Safety indicators for the neighborhood trail national averages, with ranks placing it in the higher-crime half among 561 Fort Worth–area neighborhoods. According to WDSuite’s data, property offenses remain elevated compared with many U.S. neighborhoods, though the most recent year showed a notable improvement in property crime trends. Violent offense measures also underperform national benchmarks, warranting conservative assumptions and active onsite management.

For underwriting, a prudent approach is to reflect the neighborhood’s mixed trendline—recent property crime improvement alongside still-subpar national positioning—without relying on block-level assumptions. Comparing comps within the Fort Worth-Arlington-Grapevine metro that share similar safety profiles can help calibrate marketing, security, and retention strategies.

Proximity to Major Employers

The submarket draws from a diversified employment base spanning beverage packaging, homebuilding, motion & control manufacturing, airline corporate services, and pharmacy benefit management—supporting workforce housing demand and commute convenience for residents.

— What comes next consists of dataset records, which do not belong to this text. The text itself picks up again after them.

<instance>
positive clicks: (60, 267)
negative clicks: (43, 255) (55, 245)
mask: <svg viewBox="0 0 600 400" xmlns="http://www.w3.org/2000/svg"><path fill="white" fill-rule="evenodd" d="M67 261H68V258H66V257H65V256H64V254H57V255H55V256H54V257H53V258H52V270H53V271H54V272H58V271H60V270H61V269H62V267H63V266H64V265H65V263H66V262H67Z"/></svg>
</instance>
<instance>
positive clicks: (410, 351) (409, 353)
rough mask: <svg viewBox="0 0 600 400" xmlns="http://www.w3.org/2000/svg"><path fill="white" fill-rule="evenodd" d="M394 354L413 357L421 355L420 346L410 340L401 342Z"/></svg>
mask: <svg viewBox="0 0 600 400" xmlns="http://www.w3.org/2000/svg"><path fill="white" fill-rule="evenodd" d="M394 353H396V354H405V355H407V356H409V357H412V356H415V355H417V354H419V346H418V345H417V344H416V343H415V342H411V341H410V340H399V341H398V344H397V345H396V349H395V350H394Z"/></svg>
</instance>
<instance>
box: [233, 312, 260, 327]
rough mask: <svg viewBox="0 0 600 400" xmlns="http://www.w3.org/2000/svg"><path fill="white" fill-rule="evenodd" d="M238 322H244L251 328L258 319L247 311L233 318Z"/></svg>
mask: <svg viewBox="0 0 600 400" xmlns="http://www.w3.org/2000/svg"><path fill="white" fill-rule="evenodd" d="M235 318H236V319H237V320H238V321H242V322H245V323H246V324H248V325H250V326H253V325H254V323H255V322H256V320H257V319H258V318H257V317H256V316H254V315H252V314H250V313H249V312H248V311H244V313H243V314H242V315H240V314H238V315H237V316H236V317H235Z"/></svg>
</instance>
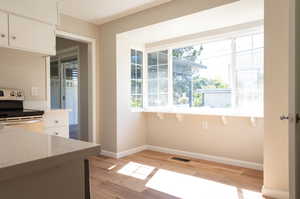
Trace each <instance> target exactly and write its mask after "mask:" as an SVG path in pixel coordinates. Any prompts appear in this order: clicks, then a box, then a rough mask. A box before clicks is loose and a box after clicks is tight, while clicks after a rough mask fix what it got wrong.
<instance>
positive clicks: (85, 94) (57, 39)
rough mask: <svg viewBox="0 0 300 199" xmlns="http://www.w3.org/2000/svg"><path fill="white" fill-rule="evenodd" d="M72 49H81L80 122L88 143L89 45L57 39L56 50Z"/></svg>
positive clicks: (79, 93) (68, 40)
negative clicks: (73, 47)
mask: <svg viewBox="0 0 300 199" xmlns="http://www.w3.org/2000/svg"><path fill="white" fill-rule="evenodd" d="M72 47H78V48H79V61H80V63H79V71H80V79H79V82H80V84H79V101H78V103H79V120H80V130H79V133H80V139H81V140H85V141H88V140H89V136H88V130H89V128H88V125H89V124H88V121H89V114H88V113H89V112H88V110H89V107H88V104H89V96H88V94H89V93H88V90H89V88H88V86H89V81H88V74H89V73H88V72H89V71H88V44H86V43H82V42H77V41H72V40H69V39H64V38H59V37H58V38H56V50H57V51H60V50H64V49H68V48H72Z"/></svg>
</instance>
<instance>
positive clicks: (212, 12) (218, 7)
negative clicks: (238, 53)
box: [119, 0, 264, 44]
mask: <svg viewBox="0 0 300 199" xmlns="http://www.w3.org/2000/svg"><path fill="white" fill-rule="evenodd" d="M263 19H264V0H240V1H237V2H235V3H231V4H227V5H224V6H220V7H217V8H212V9H209V10H205V11H201V12H198V13H195V14H192V15H188V16H184V17H180V18H177V19H173V20H169V21H165V22H162V23H159V24H154V25H151V26H146V27H143V28H139V29H135V30H132V31H129V32H126V33H121V34H119V36H125V37H126V38H127V39H131V40H132V41H134V42H136V43H140V44H143V43H154V42H158V41H162V40H168V39H172V38H176V37H181V36H185V35H190V34H196V33H201V32H205V31H209V30H216V29H220V28H224V27H230V26H234V25H238V24H245V23H249V22H253V21H259V20H263Z"/></svg>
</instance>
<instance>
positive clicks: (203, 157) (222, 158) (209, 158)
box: [147, 145, 263, 170]
mask: <svg viewBox="0 0 300 199" xmlns="http://www.w3.org/2000/svg"><path fill="white" fill-rule="evenodd" d="M147 149H148V150H152V151H158V152H163V153H169V154H175V155H182V156H186V157H191V158H196V159H201V160H207V161H212V162H218V163H222V164H228V165H233V166H239V167H244V168H250V169H255V170H263V165H262V164H259V163H254V162H248V161H243V160H236V159H230V158H225V157H219V156H212V155H207V154H201V153H193V152H187V151H180V150H176V149H170V148H165V147H158V146H152V145H148V146H147Z"/></svg>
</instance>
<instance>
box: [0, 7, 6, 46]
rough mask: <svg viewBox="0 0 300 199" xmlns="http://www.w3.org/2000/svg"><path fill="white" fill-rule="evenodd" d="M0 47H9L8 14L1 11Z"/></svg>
mask: <svg viewBox="0 0 300 199" xmlns="http://www.w3.org/2000/svg"><path fill="white" fill-rule="evenodd" d="M0 46H8V14H6V13H4V12H1V11H0Z"/></svg>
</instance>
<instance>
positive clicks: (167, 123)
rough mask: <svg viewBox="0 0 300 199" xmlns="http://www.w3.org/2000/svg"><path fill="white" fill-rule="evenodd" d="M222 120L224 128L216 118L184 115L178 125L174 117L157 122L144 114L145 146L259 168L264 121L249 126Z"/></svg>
mask: <svg viewBox="0 0 300 199" xmlns="http://www.w3.org/2000/svg"><path fill="white" fill-rule="evenodd" d="M226 119H227V122H228V123H227V124H226V125H225V124H223V122H222V118H221V117H220V116H219V117H218V116H201V115H184V116H183V120H182V121H178V120H177V118H176V115H175V114H166V115H164V119H159V118H158V117H157V115H156V114H152V113H148V114H147V144H148V145H154V146H159V147H166V148H170V149H176V150H181V151H187V152H193V153H200V154H206V155H211V156H218V157H225V158H230V159H235V160H242V161H248V162H253V163H258V164H262V163H263V136H264V120H263V119H257V121H256V122H257V123H256V126H252V124H251V122H250V118H246V117H245V118H243V117H226ZM202 122H207V124H208V128H207V129H206V128H203V127H202V125H201V123H202Z"/></svg>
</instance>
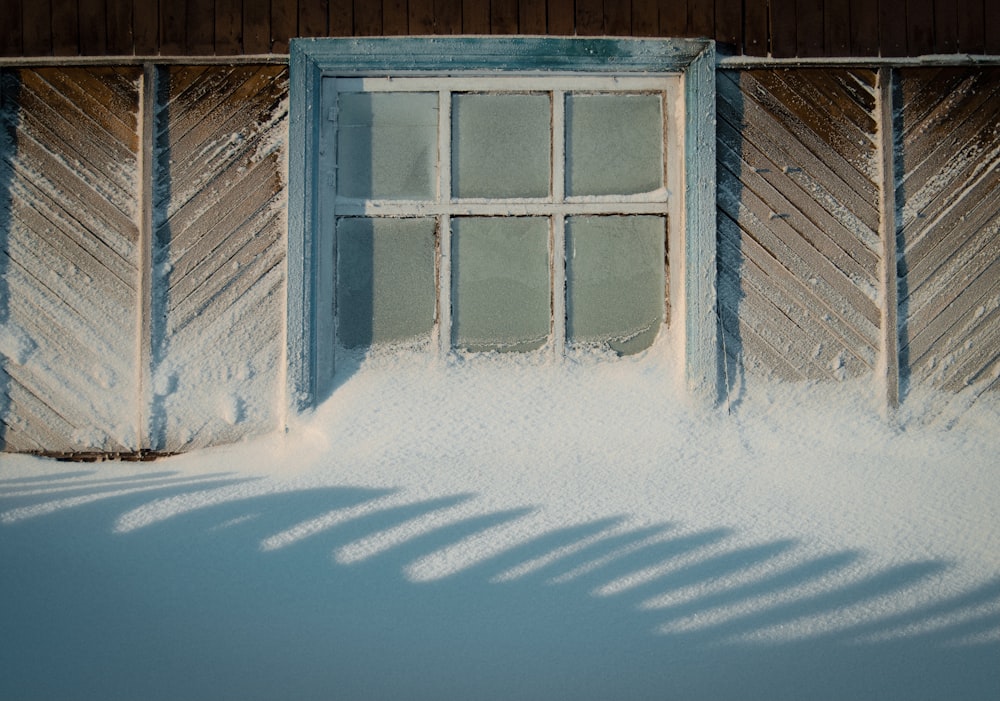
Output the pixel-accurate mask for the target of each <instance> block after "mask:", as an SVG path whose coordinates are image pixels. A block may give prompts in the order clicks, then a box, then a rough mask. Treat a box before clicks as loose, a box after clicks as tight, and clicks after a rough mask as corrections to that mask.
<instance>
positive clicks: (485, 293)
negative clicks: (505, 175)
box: [451, 217, 551, 351]
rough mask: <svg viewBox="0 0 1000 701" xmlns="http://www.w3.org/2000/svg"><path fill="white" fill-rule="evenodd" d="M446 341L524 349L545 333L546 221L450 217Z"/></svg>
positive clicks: (542, 335) (545, 333) (546, 240)
mask: <svg viewBox="0 0 1000 701" xmlns="http://www.w3.org/2000/svg"><path fill="white" fill-rule="evenodd" d="M451 250H452V261H451V266H452V267H451V281H452V282H451V299H452V342H453V343H454V345H456V346H458V347H461V348H466V349H468V350H473V351H487V350H499V351H526V350H533V349H535V348H540V347H541V346H542V345H544V344H545V341H546V339H547V338H548V335H549V320H550V317H551V312H550V310H549V299H550V291H549V290H550V284H549V220H548V219H547V218H544V217H512V218H487V217H468V218H461V219H453V220H452V239H451Z"/></svg>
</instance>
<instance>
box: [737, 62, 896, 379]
mask: <svg viewBox="0 0 1000 701" xmlns="http://www.w3.org/2000/svg"><path fill="white" fill-rule="evenodd" d="M875 83H876V73H875V72H874V71H872V70H868V69H809V70H773V69H761V70H750V71H740V72H737V71H721V72H720V73H719V78H718V151H717V158H718V175H717V177H718V210H719V218H718V234H719V311H720V315H721V317H722V326H723V329H724V342H725V350H726V353H727V356H728V363H729V371H730V374H732V372H733V370H734V369H735V368H737V367H739V366H740V364H742V365H743V366H745V367H747V368H748V369H751V370H760V371H764V372H767V373H770V374H774V375H776V376H778V377H781V378H785V379H825V378H835V379H846V378H848V377H857V376H860V375H864V374H867V373H871V372H872V371H873V369H874V368H875V365H876V361H877V358H878V353H879V349H880V345H881V343H880V338H881V336H880V310H879V302H878V299H879V295H878V289H879V280H880V275H879V265H880V250H881V249H880V244H879V234H878V231H879V222H880V218H879V209H878V196H879V187H880V179H879V177H878V173H879V171H878V168H877V145H876V132H877V125H876V112H875V110H876V96H875Z"/></svg>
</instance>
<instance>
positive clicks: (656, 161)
mask: <svg viewBox="0 0 1000 701" xmlns="http://www.w3.org/2000/svg"><path fill="white" fill-rule="evenodd" d="M662 186H663V110H662V100H661V98H660V95H567V96H566V194H567V195H577V196H579V195H631V194H637V193H640V192H652V191H653V190H657V189H659V188H661V187H662Z"/></svg>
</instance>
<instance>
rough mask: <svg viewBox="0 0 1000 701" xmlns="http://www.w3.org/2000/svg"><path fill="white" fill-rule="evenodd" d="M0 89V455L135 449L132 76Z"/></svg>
mask: <svg viewBox="0 0 1000 701" xmlns="http://www.w3.org/2000/svg"><path fill="white" fill-rule="evenodd" d="M0 79H2V89H3V101H2V103H3V108H2V115H0V128H2V132H3V137H2V141H0V351H2V355H0V431H2V433H0V448H2V449H4V450H15V451H39V450H44V451H56V452H58V451H92V450H100V451H110V452H118V451H131V450H134V449H136V448H137V447H139V446H138V444H137V441H138V430H137V429H138V425H137V422H138V414H137V401H138V397H137V392H138V386H137V383H138V377H137V363H138V345H137V338H138V316H137V306H136V304H137V294H138V293H137V289H138V284H139V273H138V259H139V257H138V250H137V242H138V225H137V208H138V193H139V188H138V184H137V178H138V175H137V173H138V169H137V159H138V156H137V154H138V125H137V112H138V104H139V102H138V91H139V81H140V71H139V70H138V69H135V68H120V69H119V68H42V69H37V70H31V69H21V70H8V71H3V72H2V75H0Z"/></svg>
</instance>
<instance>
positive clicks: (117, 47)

  • Ball Metal Beverage Packaging — beverage packaging (2.8 miles)
  • D.R. Horton — homebuilding (6.8 miles) — HQ
  • Parker Hannifin Corporation — motion & control manufacturing (7.4 miles)
  • American Airlines Group — airline corporate services (21.3 miles) — HQ
  • Express Scripts — pharmacy benefit management (21.7 miles)
Why invest?

The investment case centers on stable neighborhood occupancy, an expanding 3‑mile renter pool, and rent levels that demonstrate depth of demand. Built in 1985, the asset is slightly newer than the neighborhood average, offering a platform for targeted renovations and operational enhancements to improve competitive standing versus 1970s/early‑1980s stock. According to CRE market data from WDSuite, neighborhood occupancy trends remain firm while rent-to-income levels suggest room for disciplined pricing without unduly stressing retention.

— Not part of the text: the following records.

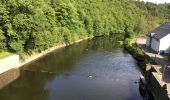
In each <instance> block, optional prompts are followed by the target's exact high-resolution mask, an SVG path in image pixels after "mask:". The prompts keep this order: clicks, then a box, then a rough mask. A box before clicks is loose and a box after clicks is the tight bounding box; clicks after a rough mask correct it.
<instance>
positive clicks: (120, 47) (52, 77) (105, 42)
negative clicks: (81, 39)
mask: <svg viewBox="0 0 170 100" xmlns="http://www.w3.org/2000/svg"><path fill="white" fill-rule="evenodd" d="M119 39H120V38H118V37H117V36H112V37H98V38H94V39H92V40H87V41H83V42H81V43H76V44H74V45H71V46H69V47H66V48H62V49H59V50H55V51H54V52H52V53H49V54H47V55H46V56H44V57H41V58H39V59H38V60H36V61H33V62H31V63H29V64H27V65H25V66H23V67H22V68H21V75H20V77H19V78H18V79H17V80H16V81H14V82H13V83H11V84H9V85H8V86H6V87H4V88H3V89H1V90H0V100H142V97H141V96H140V93H139V89H138V88H139V84H138V81H139V77H140V70H139V68H138V66H137V64H136V61H135V60H134V59H133V57H132V56H131V55H130V54H129V53H127V52H126V51H125V50H124V49H123V48H122V47H121V46H120V45H119V43H118V42H117V41H119Z"/></svg>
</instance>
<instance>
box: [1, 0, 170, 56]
mask: <svg viewBox="0 0 170 100" xmlns="http://www.w3.org/2000/svg"><path fill="white" fill-rule="evenodd" d="M155 8H157V10H155ZM159 10H160V11H159ZM158 11H159V13H158ZM168 11H169V8H168V4H165V5H156V4H152V3H144V2H139V1H131V0H1V1H0V51H1V52H4V51H8V52H12V53H17V54H19V55H21V56H22V55H25V54H32V52H41V51H44V50H46V49H48V48H50V47H53V46H54V45H56V44H61V43H66V44H69V43H70V42H73V41H75V40H78V39H82V38H86V37H91V36H103V35H110V34H114V33H122V32H128V33H129V34H134V33H138V34H142V33H146V32H147V31H148V30H151V29H152V28H153V27H155V26H156V25H157V24H160V23H162V22H165V21H167V20H168V19H169V15H168V13H167V12H168ZM162 15H163V16H162Z"/></svg>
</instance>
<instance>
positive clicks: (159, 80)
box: [136, 37, 170, 100]
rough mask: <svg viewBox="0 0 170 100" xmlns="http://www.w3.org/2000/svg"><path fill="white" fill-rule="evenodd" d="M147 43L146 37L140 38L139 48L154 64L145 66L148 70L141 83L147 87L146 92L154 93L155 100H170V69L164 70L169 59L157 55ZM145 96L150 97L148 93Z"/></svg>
mask: <svg viewBox="0 0 170 100" xmlns="http://www.w3.org/2000/svg"><path fill="white" fill-rule="evenodd" d="M145 43H146V38H145V37H138V38H137V40H136V45H137V47H138V48H140V50H141V51H142V52H143V53H144V55H145V56H147V57H148V58H149V59H151V60H152V61H153V62H154V63H148V64H146V65H144V66H145V67H146V68H145V70H144V71H145V73H144V74H143V75H142V76H141V83H142V84H144V87H146V88H145V91H150V92H151V93H152V95H153V97H154V98H155V100H170V84H169V82H168V81H169V77H170V76H169V71H168V70H169V69H168V67H167V69H165V68H164V67H165V66H166V64H167V63H168V57H167V56H163V55H159V54H157V53H156V52H154V51H153V50H152V49H150V48H148V47H147V46H146V44H145ZM142 87H143V86H142ZM145 95H146V97H148V94H147V92H146V93H145Z"/></svg>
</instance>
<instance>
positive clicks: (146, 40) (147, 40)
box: [146, 36, 150, 47]
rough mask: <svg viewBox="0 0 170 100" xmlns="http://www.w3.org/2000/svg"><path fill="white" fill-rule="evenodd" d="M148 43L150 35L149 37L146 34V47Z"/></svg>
mask: <svg viewBox="0 0 170 100" xmlns="http://www.w3.org/2000/svg"><path fill="white" fill-rule="evenodd" d="M149 44H150V37H149V36H147V37H146V46H148V47H149Z"/></svg>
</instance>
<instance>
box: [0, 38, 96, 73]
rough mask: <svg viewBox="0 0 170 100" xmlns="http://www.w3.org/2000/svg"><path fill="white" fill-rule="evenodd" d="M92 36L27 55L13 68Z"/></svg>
mask: <svg viewBox="0 0 170 100" xmlns="http://www.w3.org/2000/svg"><path fill="white" fill-rule="evenodd" d="M90 38H93V37H87V38H84V39H78V40H76V41H74V42H71V43H70V44H68V45H66V44H58V45H56V46H54V47H52V48H49V49H47V50H45V51H42V52H41V53H33V54H31V55H27V56H26V57H25V58H24V59H23V60H20V61H19V64H16V65H11V69H18V68H20V67H22V66H23V65H25V64H28V63H30V62H32V61H34V60H36V59H38V58H40V57H43V56H44V55H46V54H48V53H50V52H53V51H54V50H57V49H60V48H64V47H66V46H69V45H72V44H74V43H79V42H81V41H84V40H87V39H90ZM11 69H10V68H8V70H11ZM8 70H4V71H3V72H2V71H1V73H0V75H1V74H3V73H5V72H7V71H8Z"/></svg>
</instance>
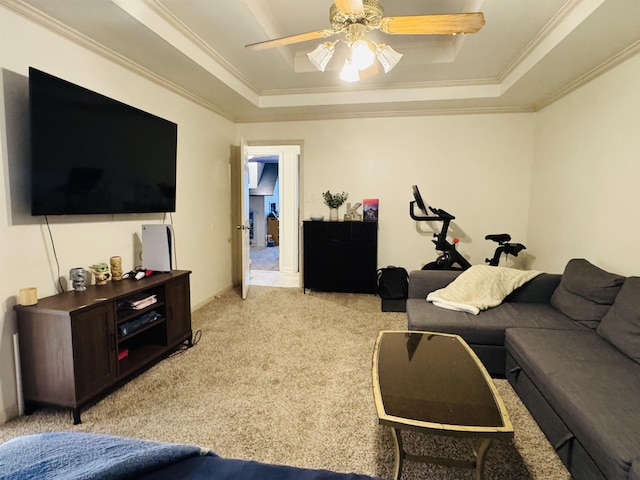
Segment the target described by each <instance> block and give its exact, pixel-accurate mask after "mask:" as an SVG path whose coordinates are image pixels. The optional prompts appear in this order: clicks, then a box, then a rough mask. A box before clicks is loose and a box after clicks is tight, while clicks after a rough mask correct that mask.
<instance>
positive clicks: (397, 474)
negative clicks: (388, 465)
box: [391, 427, 404, 480]
mask: <svg viewBox="0 0 640 480" xmlns="http://www.w3.org/2000/svg"><path fill="white" fill-rule="evenodd" d="M391 433H392V434H393V445H394V446H395V448H396V460H395V464H394V467H393V478H394V480H400V476H401V475H402V463H403V461H404V448H402V434H401V433H400V430H398V429H397V428H393V427H392V428H391Z"/></svg>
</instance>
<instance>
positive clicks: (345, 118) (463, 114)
mask: <svg viewBox="0 0 640 480" xmlns="http://www.w3.org/2000/svg"><path fill="white" fill-rule="evenodd" d="M535 111H536V110H535V109H534V108H533V107H530V106H526V105H525V106H511V107H460V108H455V107H454V108H437V109H418V110H413V111H406V110H397V111H374V112H350V113H321V114H317V113H304V112H303V113H295V114H288V113H284V114H274V115H270V114H267V115H260V116H259V117H258V118H255V117H251V118H246V117H243V116H240V117H238V118H237V119H236V123H237V124H252V123H273V122H283V123H284V122H313V121H322V120H357V119H367V118H402V117H433V116H444V115H494V114H506V113H535Z"/></svg>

Counterbalancing strengths, investors should consider safety metrics that lag national benchmarks, lower local school ratings, and some competition from accessible ownership options. These factors argue for active management, thoughtful amenity programming, and value‑add scopes that emphasize durability, security, and unit livability to support leasing velocity and renewals.

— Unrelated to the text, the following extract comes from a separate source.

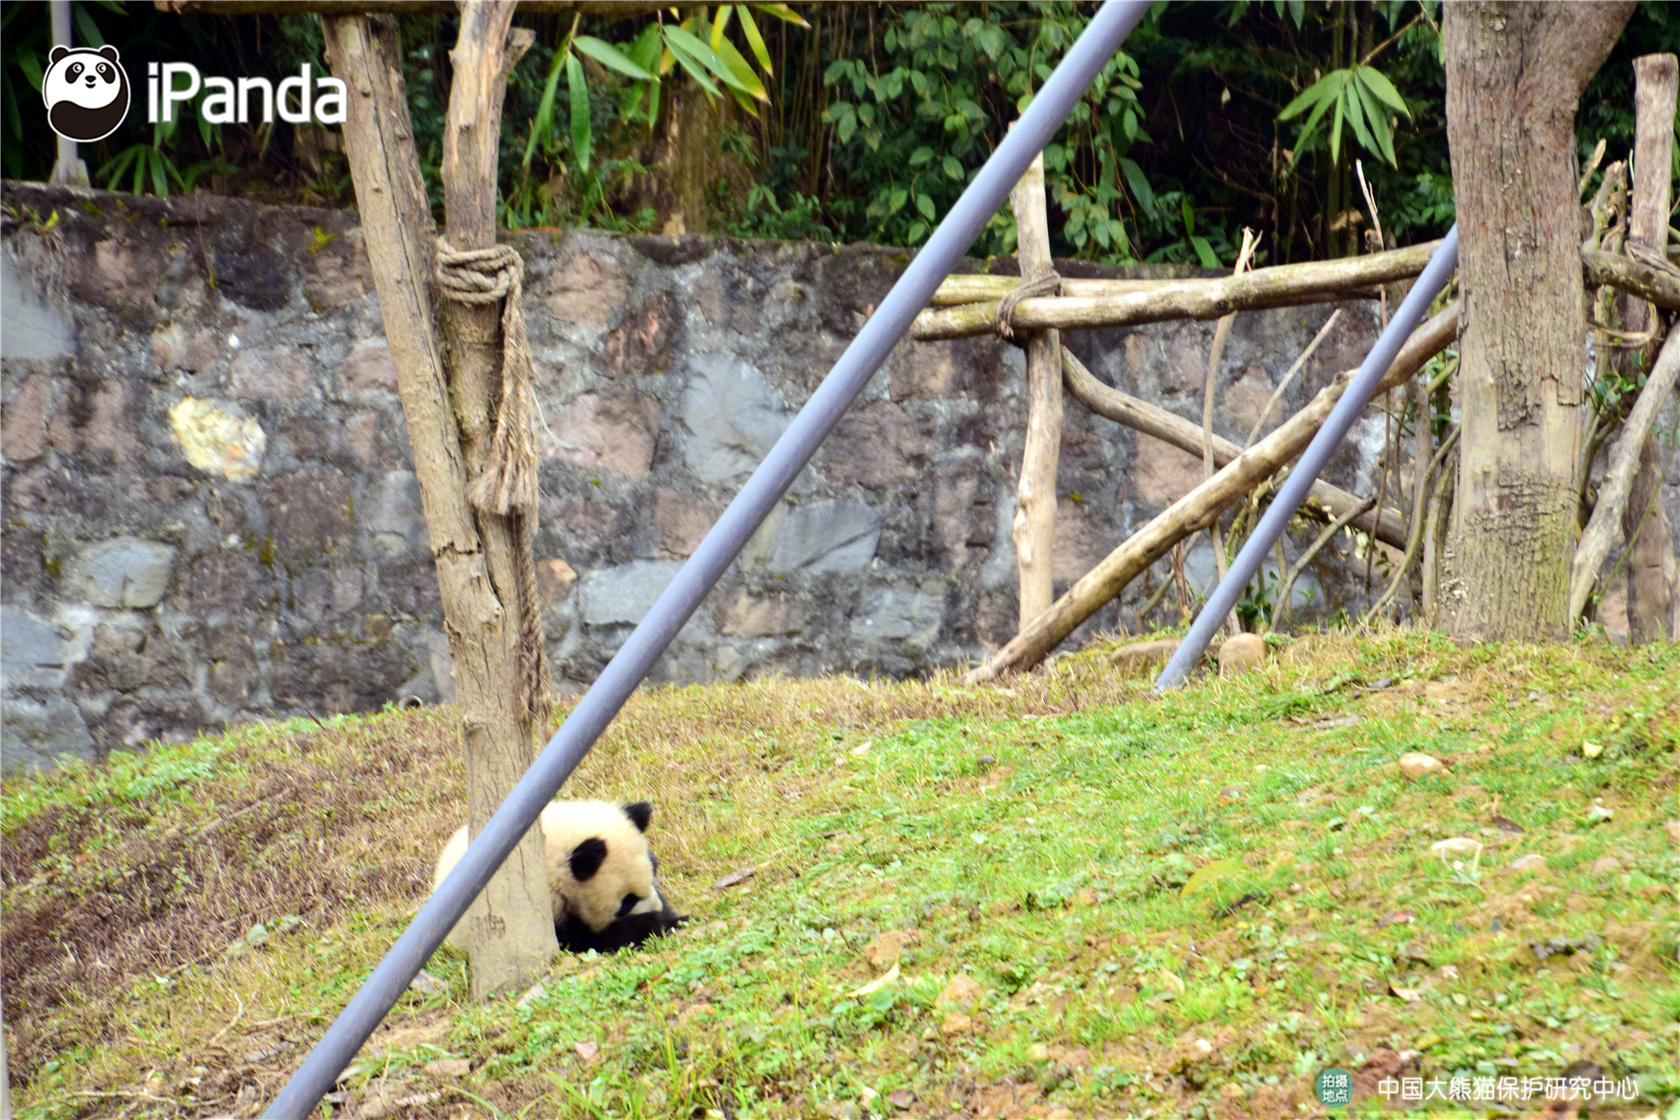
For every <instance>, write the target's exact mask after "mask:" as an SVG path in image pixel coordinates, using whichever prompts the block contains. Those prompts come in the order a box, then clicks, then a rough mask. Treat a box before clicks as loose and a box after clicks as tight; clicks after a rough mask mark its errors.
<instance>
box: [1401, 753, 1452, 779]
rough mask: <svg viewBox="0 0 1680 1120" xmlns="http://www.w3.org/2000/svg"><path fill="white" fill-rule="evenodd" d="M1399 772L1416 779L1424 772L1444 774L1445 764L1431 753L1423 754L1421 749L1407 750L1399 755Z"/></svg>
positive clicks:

  • Stable neighborhood occupancy and a growing 3‑mile household base support demand and leasing stability.
  • 1985 vintage enables targeted value‑add and systems upgrades to outperform older local comparables.
  • Upper‑tier neighborhood rent positioning with manageable rent‑to‑income supports disciplined pricing and retention.
  • Risk: Below‑average safety and school ratings, plus competition from ownership options, require active management and precise underwriting.